Entscheidungsstichwort (Thema)
Zum Anspruch eines Flugzeug-"Vercharterers" auf Erstattung von Mineralölsteuer
Leitsatz (amtlich)
Die nach § 4 Abs. 1 Nr. 3 MinöStG auf Luftfahrtunternehmen beschränkte Steuererstattung verstößt gegen Art. 14 Abs. 1 b der Richtlinie Nr. 2003/96.
Nach Art. 14 Abs. 1 b der Richtlinie Nr. 2003/96 ist "die Luftfahrt" von der Steuer zu befreien. Dies ist jeder Flug eines Luftfahrzeuges zu kommerziellen Zwecken.

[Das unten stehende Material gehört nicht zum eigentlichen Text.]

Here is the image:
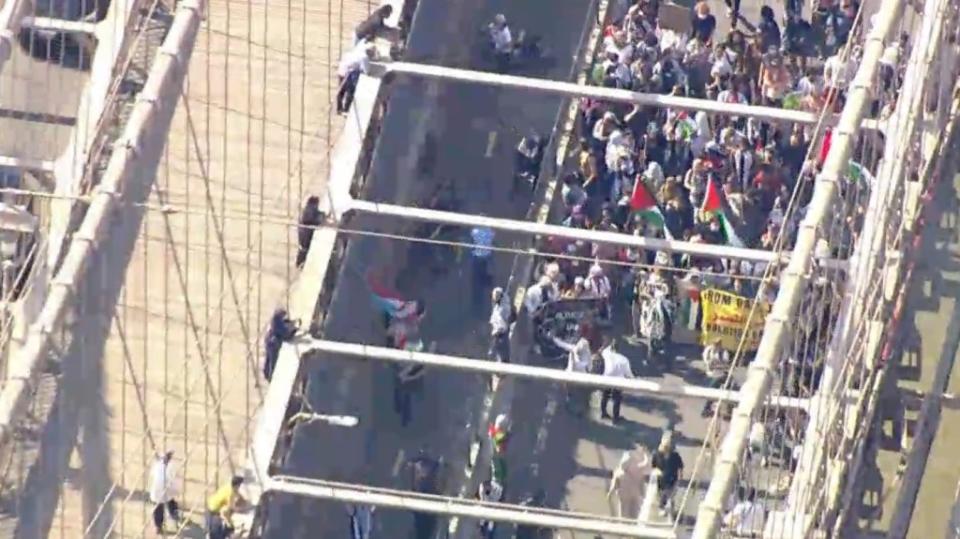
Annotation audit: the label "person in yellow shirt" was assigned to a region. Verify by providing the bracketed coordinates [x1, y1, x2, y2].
[207, 475, 243, 539]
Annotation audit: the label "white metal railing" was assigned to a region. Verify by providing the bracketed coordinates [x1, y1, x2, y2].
[0, 0, 206, 444]
[693, 0, 905, 539]
[785, 0, 948, 532]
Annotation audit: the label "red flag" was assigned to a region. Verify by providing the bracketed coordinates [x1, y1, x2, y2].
[817, 127, 833, 165]
[630, 176, 657, 211]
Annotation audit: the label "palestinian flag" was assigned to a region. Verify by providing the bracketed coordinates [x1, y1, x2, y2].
[630, 175, 673, 240]
[700, 177, 744, 247]
[847, 159, 877, 188]
[783, 92, 804, 110]
[817, 127, 833, 165]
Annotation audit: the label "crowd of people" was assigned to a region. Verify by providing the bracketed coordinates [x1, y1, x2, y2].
[506, 0, 906, 533]
[518, 0, 905, 404]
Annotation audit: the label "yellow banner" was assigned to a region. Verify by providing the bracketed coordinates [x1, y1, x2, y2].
[700, 288, 770, 352]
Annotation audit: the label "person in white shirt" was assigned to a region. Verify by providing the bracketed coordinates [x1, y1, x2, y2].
[733, 137, 753, 193]
[723, 488, 765, 537]
[523, 275, 559, 318]
[607, 446, 653, 519]
[149, 451, 180, 535]
[523, 275, 560, 354]
[337, 41, 377, 114]
[553, 327, 593, 415]
[583, 264, 613, 318]
[702, 337, 732, 417]
[823, 50, 857, 110]
[600, 341, 634, 423]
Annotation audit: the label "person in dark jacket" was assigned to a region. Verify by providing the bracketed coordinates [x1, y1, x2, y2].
[353, 4, 393, 44]
[263, 309, 299, 382]
[514, 489, 550, 539]
[757, 6, 780, 53]
[296, 196, 325, 268]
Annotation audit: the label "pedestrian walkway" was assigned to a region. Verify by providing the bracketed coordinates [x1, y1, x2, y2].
[52, 0, 380, 538]
[851, 112, 960, 538]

Wer ein Luftfahrzeug lediglich Dritten zur Verfügung stellt (sog. Nasscharter) hat keinen Anspruch auf Mineralölsteuererstattung, da seine Tätigkeit nicht Teil der "Luftfahrt" ist. Diese setzt über eine Verwendung des Luftfahrzeuges zu kommerziellen Zwecken einen tatsächlichen Flug des Luftfahrzeuges unter Verbrauch von Kraftstoff voraus.
Normenkette
MinöStG § 4 Abs. 1 Nr. 3a; RL 2003/96/EG Art. 14 Abs. 1b
Tatbestand
Die Parteien streiten um die Erstattung von Mineralölsteuer.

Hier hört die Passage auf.